後半にインタビュー「お気に入りの風景」が掲載されている。建築家は藤村龍至、小嶋一浩、西沢大良、宮本佳明、藤本壮介、石上純也といった顔ぶれ。
ある日突然電話があり、その2日後にインタビューと撮影があった。
インタビューはルポ風、語り風、コラム風といろいろあるのだが、僕のはサカカヨとの対談風にまとめさせてもらった。同世代感を出しつつ、中央アーキを軽く批評し、さらに彼らの師匠である小嶋さんに接続し、アトリエワンなどの東京論などを外観して、「表層と深層」の構図を作ってみた。
自分の考えもあるのだが、彼らの考えを聞けたのは楽しかった。今回はイントロ的だったけど、彼らの本作りの衝動というのが、どの辺りから出てくるものなのか、そのうちその深いところを聞き出せればと思う。
論理というより雰囲気があり、展開というよりリズムがある全体のテイストは、とても今風で、彼らの鋭い感受性が出ている。ビジュアルとテキストが半々な感じもとてもいい。ぜひお手に取ってご覧頂きたい。
7日、16:00k-project現場。いろいろミニバトルがあるが(というか攻められっぱなしだが)、冷静にまとめていく。知識や経験も大事だが、結局のところ大事なのはコミュニケーション能力。
20:30すぎ、渋谷に戻ってTable of Youthの打ち上げに合流。槻橋さんとメンバー7名。完成した3号の誌面をサカナにいろいろ話す。個人的には、1号は「メイキング」に焦点が当たっていたが、2号は「建築」に寄り、3号は「人物」に寄ったなと思う。4号の展開が楽しみ。
巻末のToYは、ある種のかたちができつつある。「出たい」という学生も多いらしい。僕としては、こういう場があることで意欲と野心のある学生達と交流できるのは楽しくていいのだが、メンバーのなかには、少し目的をはき違えていると感じられる人もいたりして、なかなか難しいと感じる今日この頃である。
コルビジュエ展で流されていたシャルロット・ペリアンのインタビューで、「彼は、建築がダメなら絵を描き・・・絵がダメなら文章を書いて・・・ありとあらゆる手段で考えを伝えようとしたけど・・・結局拒否され続けた」という一節がとても印象的だった。

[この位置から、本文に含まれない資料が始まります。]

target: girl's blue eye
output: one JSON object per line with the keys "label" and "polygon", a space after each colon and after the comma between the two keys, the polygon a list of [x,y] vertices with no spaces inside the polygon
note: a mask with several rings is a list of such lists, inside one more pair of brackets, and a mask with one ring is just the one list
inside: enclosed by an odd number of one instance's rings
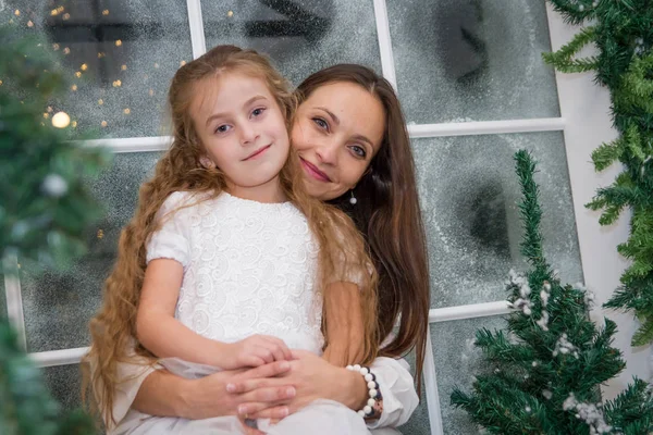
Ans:
{"label": "girl's blue eye", "polygon": [[326,121],[324,121],[321,117],[313,117],[312,121],[316,123],[316,125],[322,129],[329,129],[329,124],[326,123]]}
{"label": "girl's blue eye", "polygon": [[365,159],[367,157],[367,152],[365,151],[365,148],[359,147],[358,145],[354,145],[352,147],[349,147],[349,149],[358,157]]}

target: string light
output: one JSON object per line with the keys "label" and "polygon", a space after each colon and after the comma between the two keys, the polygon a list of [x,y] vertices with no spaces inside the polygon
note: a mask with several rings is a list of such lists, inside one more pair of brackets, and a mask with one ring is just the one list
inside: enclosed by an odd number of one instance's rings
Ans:
{"label": "string light", "polygon": [[65,112],[58,112],[52,116],[52,125],[57,128],[65,128],[71,124],[71,117]]}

文章など書かなくても建築は建つだろう。でもそれでは足りないから建築家は文章を書くのである。
逆に、そういう切迫感のない文章は読んでいてつまらない。先日も「こんな説明ならば、書かなければいいのに」とある学生のポートフォリオに綴られた、無意味に長い説明文を読みながら思った。彼はただ、何を書いたら自分の考えが伝わるのか、方法を知らないだけなのだが。
絵本のようにふわふわとした世界観が悪いとは言わないが、それでは全く歯が立たないと気がついたのは、やはり留学してからだろうか。
伝えるために書く。伝えることをはっきりさせるために話し合う。4号でも、そういう場を作りたい。日頃から言いたいことが詰まってあふれてるような人には、ぜひ登場してもらいたいと思う。